Après leur coup d’essai À l’intérieur, le duo français remet le couvert avec Livide, encore un film de genre. Moins gore que son prédécesseur (même si certaines séquences dégoulinent d’hémoglobine), le film met en présence des vampires fantomatiques et des adolescents décérébrés dans un grand manoir inhabité. Si le scénario vous rappelle les ingrédients d’autres métrages, la mise en scène ne ressemble à rien de déjà-vu. À rien tout court.
Lucie (Chloé Coulloud), étudiante infirmière en stage, fait équipe avec Wilson (Catherine Jacob à contre-emploi), infirmière à domicile sensée lui apprendre les rudiments du métier. D’un patient à l’autre (l’isolement des pauvres vieux bougres sentant bon la critique d’une société qui abandonne ses aînés), la tournée s’achève dans une grande bâtisse délabrée où croupit Jessel (Marie-Claude Pietragalla), professeur de danse centenaire aujourd’hui plongée dans le coma. Mais Halloween donnant de mauvaises idées aux jeunes gens paumés, Lucie, son petit ami William (Félix Moati) et Ben (Jérémy Kapone) décident la nuit même de cambrioler la demeure où un trésor serait caché. Après quelques tergiversations moralistes, le trio s’introduit dans l’immense maison. Le jeu de massacre peut commencer.
Les grands films de genre ne s’embarrassent que rarement d’un bon scénario (les whodunits d’Argento dans les années 1970 en sont un exemple) mais Bustillo et Maury (scénaristes de leurs films) ont visiblement planché sur Livide.
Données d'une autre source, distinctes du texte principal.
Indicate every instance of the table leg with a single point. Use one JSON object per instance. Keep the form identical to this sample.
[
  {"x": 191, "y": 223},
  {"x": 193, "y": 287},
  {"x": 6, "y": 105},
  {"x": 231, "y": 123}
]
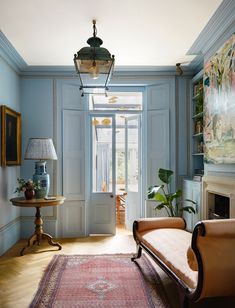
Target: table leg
[
  {"x": 39, "y": 233},
  {"x": 50, "y": 241}
]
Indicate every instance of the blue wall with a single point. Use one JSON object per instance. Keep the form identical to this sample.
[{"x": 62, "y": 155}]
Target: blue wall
[{"x": 9, "y": 215}]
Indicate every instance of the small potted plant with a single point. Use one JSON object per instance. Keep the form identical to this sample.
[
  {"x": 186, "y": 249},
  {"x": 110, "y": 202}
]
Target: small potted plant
[
  {"x": 28, "y": 187},
  {"x": 171, "y": 202}
]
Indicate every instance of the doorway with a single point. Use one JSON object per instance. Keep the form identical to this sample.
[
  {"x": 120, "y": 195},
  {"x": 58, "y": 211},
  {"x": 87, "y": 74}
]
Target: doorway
[{"x": 115, "y": 135}]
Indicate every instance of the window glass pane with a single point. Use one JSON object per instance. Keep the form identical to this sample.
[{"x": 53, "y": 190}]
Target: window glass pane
[
  {"x": 102, "y": 154},
  {"x": 116, "y": 101}
]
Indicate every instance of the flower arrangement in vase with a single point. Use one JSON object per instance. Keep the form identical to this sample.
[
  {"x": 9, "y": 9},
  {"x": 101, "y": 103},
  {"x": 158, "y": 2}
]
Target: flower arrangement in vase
[{"x": 28, "y": 187}]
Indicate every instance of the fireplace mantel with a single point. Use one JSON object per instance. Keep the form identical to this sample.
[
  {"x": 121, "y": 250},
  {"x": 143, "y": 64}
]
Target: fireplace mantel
[{"x": 216, "y": 185}]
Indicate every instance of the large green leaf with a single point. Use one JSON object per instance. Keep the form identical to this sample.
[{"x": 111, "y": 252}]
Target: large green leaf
[
  {"x": 165, "y": 175},
  {"x": 160, "y": 198},
  {"x": 189, "y": 209},
  {"x": 152, "y": 191}
]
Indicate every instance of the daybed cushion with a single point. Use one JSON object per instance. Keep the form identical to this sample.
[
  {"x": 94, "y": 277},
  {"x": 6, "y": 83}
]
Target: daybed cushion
[{"x": 171, "y": 246}]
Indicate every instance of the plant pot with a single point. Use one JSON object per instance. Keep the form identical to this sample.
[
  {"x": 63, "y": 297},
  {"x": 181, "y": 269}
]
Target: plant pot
[{"x": 29, "y": 194}]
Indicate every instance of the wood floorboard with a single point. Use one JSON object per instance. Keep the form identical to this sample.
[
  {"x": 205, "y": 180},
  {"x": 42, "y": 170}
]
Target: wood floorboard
[{"x": 20, "y": 275}]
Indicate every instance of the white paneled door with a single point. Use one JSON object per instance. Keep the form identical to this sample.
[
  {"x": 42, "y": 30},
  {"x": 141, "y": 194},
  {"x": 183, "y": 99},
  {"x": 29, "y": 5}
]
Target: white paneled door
[
  {"x": 102, "y": 205},
  {"x": 133, "y": 169}
]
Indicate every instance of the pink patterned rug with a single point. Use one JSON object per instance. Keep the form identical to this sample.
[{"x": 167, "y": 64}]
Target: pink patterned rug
[{"x": 100, "y": 281}]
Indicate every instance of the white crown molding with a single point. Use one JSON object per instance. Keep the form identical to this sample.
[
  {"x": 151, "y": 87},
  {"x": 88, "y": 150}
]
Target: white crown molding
[
  {"x": 217, "y": 27},
  {"x": 10, "y": 55}
]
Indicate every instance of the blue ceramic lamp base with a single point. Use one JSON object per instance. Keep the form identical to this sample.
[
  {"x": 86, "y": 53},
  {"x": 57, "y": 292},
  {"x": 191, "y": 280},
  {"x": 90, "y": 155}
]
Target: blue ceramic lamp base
[{"x": 42, "y": 176}]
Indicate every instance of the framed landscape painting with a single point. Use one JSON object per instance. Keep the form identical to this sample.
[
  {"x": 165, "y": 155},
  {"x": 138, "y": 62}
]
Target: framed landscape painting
[
  {"x": 11, "y": 137},
  {"x": 219, "y": 112}
]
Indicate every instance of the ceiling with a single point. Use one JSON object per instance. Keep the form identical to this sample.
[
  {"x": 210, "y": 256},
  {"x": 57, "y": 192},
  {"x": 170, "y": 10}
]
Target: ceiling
[{"x": 137, "y": 32}]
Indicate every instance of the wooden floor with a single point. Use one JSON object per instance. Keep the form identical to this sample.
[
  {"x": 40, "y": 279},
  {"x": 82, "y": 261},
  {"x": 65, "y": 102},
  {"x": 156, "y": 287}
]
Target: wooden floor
[{"x": 20, "y": 275}]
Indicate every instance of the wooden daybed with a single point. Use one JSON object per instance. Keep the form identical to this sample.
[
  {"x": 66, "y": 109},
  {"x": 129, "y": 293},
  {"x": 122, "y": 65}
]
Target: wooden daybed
[{"x": 201, "y": 263}]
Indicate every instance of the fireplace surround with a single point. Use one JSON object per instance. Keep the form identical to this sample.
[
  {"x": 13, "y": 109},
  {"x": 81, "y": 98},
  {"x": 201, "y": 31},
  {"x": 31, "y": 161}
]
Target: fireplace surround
[{"x": 213, "y": 186}]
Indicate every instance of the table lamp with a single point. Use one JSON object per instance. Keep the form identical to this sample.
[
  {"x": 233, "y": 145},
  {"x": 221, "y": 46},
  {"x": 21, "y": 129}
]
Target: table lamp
[{"x": 41, "y": 149}]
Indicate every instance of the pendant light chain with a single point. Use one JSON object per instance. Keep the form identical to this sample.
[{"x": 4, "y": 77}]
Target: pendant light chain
[{"x": 94, "y": 28}]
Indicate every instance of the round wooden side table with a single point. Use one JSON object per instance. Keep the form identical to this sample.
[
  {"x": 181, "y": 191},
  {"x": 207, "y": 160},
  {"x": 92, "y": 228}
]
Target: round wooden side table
[{"x": 39, "y": 234}]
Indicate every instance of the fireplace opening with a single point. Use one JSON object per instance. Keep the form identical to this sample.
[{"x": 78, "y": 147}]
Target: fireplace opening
[{"x": 218, "y": 207}]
Peut-être trop… Mélangeant les codes du ghost movie (la maison abandonnée menaçante) et ceux du film de vampire (sans compter les clins d’œil à l’univers de la sorcellerie), ils entassent des références sans parvenir à mener à terme l’un ou l’autre des genres. Volontairement touffu, Livide ouvre trop de pistes : la mère de Chloé s’est suicidée et semble hanter sa fille (les apparitions de Béatrice Dalle en matrone ectoplasmique frôlent le grotesque), Ben passe à travers un miroir (une réalité alternative ? le passé ?) et se fait massacrer par des petites ballerines ultra-violentes (pourquoi ?), la fille de Jessel, transformée par sa mère en poupée mécanique cherche sa rédemption (qu’elle trouvera dans un final hilarant où elle vole au milieu des mouettes !). En ajoutant à cela Jessel à la recherche de sang frais et Wilson qui trucide des enfants dans sa baignoire, on obtient un grand n’importe quoi narratif, un amoncellement de séquences esthétisantes non déplaisantes (les déplacements de la féline Pietragalla par exemple) qui ne font pas, loin s’en faut, un film.
Quant à la mise en scène, le duo se contente du minimum syndical. Les situations qui auraient pu susciter la peur ou l’angoisse sont souvent plombées par des effets faciles et attendus (un champ avec trois personnages puis un contre-champ sur l’espace vide, retour au champ initial où il ne reste que deux héros). Alors que le décor, sorte de cabinet des curiosités géant, aurait pu instiller un malaise souhaitable sur le spectateur, il demeure une coquille belle mais vide de sens. Jamais symbolique, Livide joue sa partition au premier degré, entre des gamins qui jouent à se faire peur sans nous inquiéter, des séquences sanglantes trop esthétiques et auto-complaisantes et des envolées qui lorgnent le lyrique pour mieux se vautrer dans le ridicule. Livide sera le public au sortir de ce spectacle grand-guignolesque. Un genre en soi mais peut-être pas celui recherché par les amateurs.